Obama indicated this week that he felt he had no choice. During one of three nationally televised events on the economy in as many days, he said "extraordinary circumstances" had forced his hand.
His actions have drawn the attention of the public, the news media and financial markets, which appear to be responding at least as much to the decisions of the incoming administration as to the one still in power. Since Obama began to reveal the members of his economic team last week, the stock market has rallied by about 15 percent. The Dow Jones industrial average closed up a fourth day in a row Wednesday for the first time since May.
Obama is attempting to reassure a country struggling with the worst economic downturn in decades that "we don't intend to stumble into the next administration," he said.
"People should understand that help is on the way," he said Wednesday in announcing the creation of an Economic Recovery Advisory Board to be led by former Federal Reserve Chairman Paul A. Volcker.

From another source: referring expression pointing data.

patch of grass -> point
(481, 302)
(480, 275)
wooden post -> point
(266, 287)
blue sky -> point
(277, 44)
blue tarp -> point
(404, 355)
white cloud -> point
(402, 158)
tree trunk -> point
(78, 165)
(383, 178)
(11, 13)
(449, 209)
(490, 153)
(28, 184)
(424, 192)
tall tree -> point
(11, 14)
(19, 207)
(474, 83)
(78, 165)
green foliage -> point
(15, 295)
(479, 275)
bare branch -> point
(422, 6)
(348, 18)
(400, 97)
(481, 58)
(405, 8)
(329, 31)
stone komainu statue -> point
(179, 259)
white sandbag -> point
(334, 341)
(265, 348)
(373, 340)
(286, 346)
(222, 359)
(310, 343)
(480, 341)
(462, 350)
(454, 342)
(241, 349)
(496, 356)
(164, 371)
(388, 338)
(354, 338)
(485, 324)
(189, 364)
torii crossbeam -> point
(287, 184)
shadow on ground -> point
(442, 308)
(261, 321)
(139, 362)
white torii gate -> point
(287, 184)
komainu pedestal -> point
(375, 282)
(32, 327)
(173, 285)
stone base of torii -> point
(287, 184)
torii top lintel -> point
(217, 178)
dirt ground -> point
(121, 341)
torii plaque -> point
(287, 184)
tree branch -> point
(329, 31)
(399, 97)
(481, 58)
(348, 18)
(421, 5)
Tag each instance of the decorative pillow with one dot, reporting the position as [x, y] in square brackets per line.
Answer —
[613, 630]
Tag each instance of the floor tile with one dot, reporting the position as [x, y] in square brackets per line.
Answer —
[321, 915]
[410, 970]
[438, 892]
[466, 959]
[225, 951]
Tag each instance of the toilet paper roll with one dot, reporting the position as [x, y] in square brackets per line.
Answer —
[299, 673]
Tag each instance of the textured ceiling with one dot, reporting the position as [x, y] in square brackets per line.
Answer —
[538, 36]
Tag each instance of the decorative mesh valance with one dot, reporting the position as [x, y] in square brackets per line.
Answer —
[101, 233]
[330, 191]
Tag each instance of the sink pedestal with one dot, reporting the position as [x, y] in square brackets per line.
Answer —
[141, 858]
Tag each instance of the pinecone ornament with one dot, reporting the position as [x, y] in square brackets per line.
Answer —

Since late last week, Obama's statements and public appearances have been designed to fill a leadership vacuum and generate public confidence in his abilities as a crisis manager. The moves represent an abrupt shift from a hands-off approach he had announced two weeks earlier.
"It's rather like George Bush has checked out, and if Obama doesn't take more drastic action than he originally promised, he gets blamed for whatever happens," said Paul Light, a New York University professor who specializes in presidential transitions.
New presidents "have tried to stay away from the outgoing administration's policies as much as possible," Light added. "They want to start with a clean slate, and Obama is clearly not starting with a clean slate."
Obama's early focus on the economy, the most difficult issue he is likely to face when he takes office, comes with an unusual twist.
His Treasury secretary-designate, Timothy Geithner, is also a high-level player in the Bush administration's financial-rescue deliberations, as president of the Federal Reserve Bank of New York. That gives the incoming administration a rare opportunity to participate directly in the current government's decisions.